Struggling with Projectile Motion Problems?

[shellz178]

i'm having a lot of trouble with these:

1. A golf ball with an initial angle of 36° lands exactly 210 m down the range on a level course.
(a) Neglecting air friction, what initial speed would achieve this result?

(b) Using the speed determined in item (a), find the maximum height reached by the ball.

2. A science student riding on a flatcar of a train moving at a constant speed of 5.00 m/s throws a ball toward the caboose along a path that the student judges as making an initial angle of 65.0° with the horizontal. The teacher, who is standing on the ground nearby, observes the ball rising vertically. How high does the ball rise?

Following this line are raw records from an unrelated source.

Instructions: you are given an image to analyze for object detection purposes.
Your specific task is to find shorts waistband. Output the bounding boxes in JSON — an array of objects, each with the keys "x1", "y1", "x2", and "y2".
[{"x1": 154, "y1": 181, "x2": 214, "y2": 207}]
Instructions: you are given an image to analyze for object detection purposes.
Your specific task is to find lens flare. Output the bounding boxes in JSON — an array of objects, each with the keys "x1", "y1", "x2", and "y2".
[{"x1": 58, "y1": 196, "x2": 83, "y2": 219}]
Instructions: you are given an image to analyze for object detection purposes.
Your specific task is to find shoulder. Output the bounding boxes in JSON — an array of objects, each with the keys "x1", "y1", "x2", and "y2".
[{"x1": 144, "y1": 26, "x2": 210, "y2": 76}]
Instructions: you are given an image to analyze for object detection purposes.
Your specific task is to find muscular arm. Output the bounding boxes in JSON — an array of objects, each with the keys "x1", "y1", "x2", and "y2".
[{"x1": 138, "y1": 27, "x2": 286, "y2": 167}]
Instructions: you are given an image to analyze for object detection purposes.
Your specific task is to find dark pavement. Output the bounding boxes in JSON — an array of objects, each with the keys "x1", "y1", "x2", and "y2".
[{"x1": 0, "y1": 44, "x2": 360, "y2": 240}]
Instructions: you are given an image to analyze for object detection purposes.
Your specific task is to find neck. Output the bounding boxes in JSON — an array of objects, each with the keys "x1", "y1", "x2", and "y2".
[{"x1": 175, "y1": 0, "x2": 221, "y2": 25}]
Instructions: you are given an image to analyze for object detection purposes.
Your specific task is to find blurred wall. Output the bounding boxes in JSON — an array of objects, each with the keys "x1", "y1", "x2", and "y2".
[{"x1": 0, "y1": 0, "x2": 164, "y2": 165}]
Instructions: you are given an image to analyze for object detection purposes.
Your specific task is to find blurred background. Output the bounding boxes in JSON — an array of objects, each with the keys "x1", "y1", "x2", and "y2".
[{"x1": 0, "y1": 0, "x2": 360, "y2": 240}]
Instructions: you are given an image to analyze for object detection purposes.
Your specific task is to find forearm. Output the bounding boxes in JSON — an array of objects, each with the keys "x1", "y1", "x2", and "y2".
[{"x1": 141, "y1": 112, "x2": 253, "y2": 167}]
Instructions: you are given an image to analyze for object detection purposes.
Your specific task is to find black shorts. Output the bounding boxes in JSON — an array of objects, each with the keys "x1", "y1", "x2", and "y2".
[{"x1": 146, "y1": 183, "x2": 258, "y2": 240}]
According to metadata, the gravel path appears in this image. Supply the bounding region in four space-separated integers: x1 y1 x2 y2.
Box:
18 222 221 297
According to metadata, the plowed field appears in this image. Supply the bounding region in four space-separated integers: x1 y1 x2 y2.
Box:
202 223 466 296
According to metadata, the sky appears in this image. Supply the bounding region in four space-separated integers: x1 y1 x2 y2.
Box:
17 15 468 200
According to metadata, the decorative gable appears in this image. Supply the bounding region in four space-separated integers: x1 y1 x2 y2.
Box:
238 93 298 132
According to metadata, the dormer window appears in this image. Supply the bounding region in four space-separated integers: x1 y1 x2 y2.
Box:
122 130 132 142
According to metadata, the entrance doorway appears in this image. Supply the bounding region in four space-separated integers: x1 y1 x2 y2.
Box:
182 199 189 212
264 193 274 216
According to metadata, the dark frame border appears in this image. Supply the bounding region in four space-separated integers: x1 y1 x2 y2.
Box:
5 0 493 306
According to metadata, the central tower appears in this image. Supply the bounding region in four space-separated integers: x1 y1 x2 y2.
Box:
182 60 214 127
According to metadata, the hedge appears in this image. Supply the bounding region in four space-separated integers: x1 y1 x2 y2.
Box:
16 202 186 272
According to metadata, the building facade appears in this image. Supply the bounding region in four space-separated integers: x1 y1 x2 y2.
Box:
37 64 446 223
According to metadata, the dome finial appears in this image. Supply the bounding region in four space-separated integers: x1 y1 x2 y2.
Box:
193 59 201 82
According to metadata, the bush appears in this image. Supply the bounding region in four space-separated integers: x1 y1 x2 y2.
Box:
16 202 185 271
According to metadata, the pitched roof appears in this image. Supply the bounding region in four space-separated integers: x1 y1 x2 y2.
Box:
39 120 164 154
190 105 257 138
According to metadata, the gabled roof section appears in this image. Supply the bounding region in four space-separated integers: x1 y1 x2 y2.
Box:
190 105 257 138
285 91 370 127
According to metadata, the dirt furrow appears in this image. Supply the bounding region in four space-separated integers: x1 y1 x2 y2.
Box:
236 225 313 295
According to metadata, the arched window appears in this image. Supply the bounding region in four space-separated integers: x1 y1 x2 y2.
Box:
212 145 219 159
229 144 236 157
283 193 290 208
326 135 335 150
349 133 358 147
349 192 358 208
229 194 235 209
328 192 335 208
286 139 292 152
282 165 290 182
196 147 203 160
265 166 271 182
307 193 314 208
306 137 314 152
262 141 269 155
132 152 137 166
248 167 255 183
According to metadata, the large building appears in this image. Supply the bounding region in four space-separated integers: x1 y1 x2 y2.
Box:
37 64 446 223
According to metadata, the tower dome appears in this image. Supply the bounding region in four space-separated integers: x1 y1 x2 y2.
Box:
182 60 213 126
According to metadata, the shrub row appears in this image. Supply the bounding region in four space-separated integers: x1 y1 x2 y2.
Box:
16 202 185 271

if anyone knows how to do these, help would be amazing. thanks!

 

[radou]

i'm having a lot of trouble with these:

1. A golf ball with an initial angle of 36° lands exactly 210 m down the range on a level course.
(a) Neglecting air friction, what initial speed would achieve this result?

(b) Using the speed determined in item (a), find the maximum height reached by the ball.

Here, this should be useful: http://www.ac.wwu.edu/~vawter/PhysicsNet/Topics/Vectors/ProjectilesMotion.html" .

After showing us some of your work, we'll be glad to jump in if necessary.

 

[zcm5000]

i'm having a lot of trouble with these:

1. A golf ball with an initial angle of 36° lands exactly 210 m down the range on a level course.
(a) Neglecting air friction, what initial speed would achieve this result?

(b) Using the speed determined in item (a), find the maximum height reached by the ball.

2. A science student riding on a flatcar of a train moving at a constant speed of 5.00 m/s throws a ball toward the caboose along a path that the student judges as making an initial angle of 65.0° with the horizontal. The teacher, who is standing on the ground nearby, observes the ball rising vertically. How high does the ball rise?

if anyone knows how to do these, help would be amazing. thanks!

(a) Use the range equation: $$X_f$$ - $$X_i$$ = $$\frac{V_i^2sin(2\theta)}{g}$$

 

[billiards]

The range of a projectile (how far it travels) is given by the equation
v²sin2@/g

note: i unconventionally used @ for the angle

The height is given by
h=v²sin²@/2g

These equations are derived from the basic kinematic equations of projectile motion under constant acceleration, have fun!

 

[shellz178]

thanks a lot for all the help, i got the first question. I'm still stuck on the second one, and what's worse is that i have another one:

A car is parked on a cliff overlooking the ocean on an incline that makes an angle of 24.0° below the horizontal. The negligent driver leaves the car in neutral, and the emergency brakes are defective. The car rolls from rest down the incline with a constant acceleration of 6.50 m/s2 and travels 50.0 m to the edge of the cliff. The cliff is 40.0 m above the ocean.
(a) What is the car's position relative to the base of the cliff when the car lands in the ocean?

(b) How long is the car in the air?

i don't know if something's wrong with me because i can calculate upward angles, but downward angles won't work the same way.

 

[shellz178]

thanks a lot for all the help, i got the first question. I'm still stuck on the second one, and what's worse is that i have another one:

A car is parked on a cliff overlooking the ocean on an incline that makes an angle of 24.0° below the horizontal. The negligent driver leaves the car in neutral, and the emergency brakes are defective. The car rolls from rest down the incline with a constant acceleration of 6.50 m/s2 and travels 50.0 m to the edge of the cliff. The cliff is 40.0 m above the ocean.
(a) What is the car's position relative to the base of the cliff when the car lands in the ocean?

(b) How long is the car in the air?

i don't know if something's wrong with me because i can calculate upward angles, but downward angles won't work the same way.